König Franz hatte nach dem tödlichen Hitzesommer 2030, als nicht mehr nur Hunderte, sondern Tausende durch die Hitze starben, beschlossen, Wien neu zu begrünen. Er war nicht der erste, der auf diesen Gedanken kam, denn es gab genügend Studien, die bewiesen, dass eine Stadt, wenn sie wieder grün wurde, der Hitze besser standhielt. Er ließ hunderte und tausende Bäume pflanzen, doch erst König Karl war es, der die Begrünung wirklich vorantrieb. Er ließ alle großen Plätze der Stadt aufreißen und mit Rasen bepflanzen, mehrere hunderttausend Bäume und Büsche wurden auf ihnen gepflanzt.
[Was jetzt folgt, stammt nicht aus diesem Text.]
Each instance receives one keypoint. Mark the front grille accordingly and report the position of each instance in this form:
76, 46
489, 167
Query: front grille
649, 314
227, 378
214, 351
Er erließ ein Dekret, wonach auf allen Flachdächern der Stadt Rasen, Büsche oder auch Bäume gepflanzt werden mussten. König Karl verpflichtete alle Gefängnisinsassen, die keines Kapitalverbrechens schuldig waren, zur Gartenarbeit wie auch alle Zuwanderer, die nicht mit einem bestehenden Arbeitsvertrag gekommen waren. Im Lauf der Zeit waren so 120.000 Menschen täglich damit beschäftigt, die Grünflächen und die Pflanzen der Stadt zu pflegen. Der König hatte veranlasst, dass die erstmalige Bepflanzung privater Dächer vom Staat finanziert wurde, für die laufende Pflege aber mussten die Hausherren selbst aufkommen. Diejenigen, die kein Flachdach hatten, mussten wegen der Gleichstellungsgesetze einen Obulus entrichten.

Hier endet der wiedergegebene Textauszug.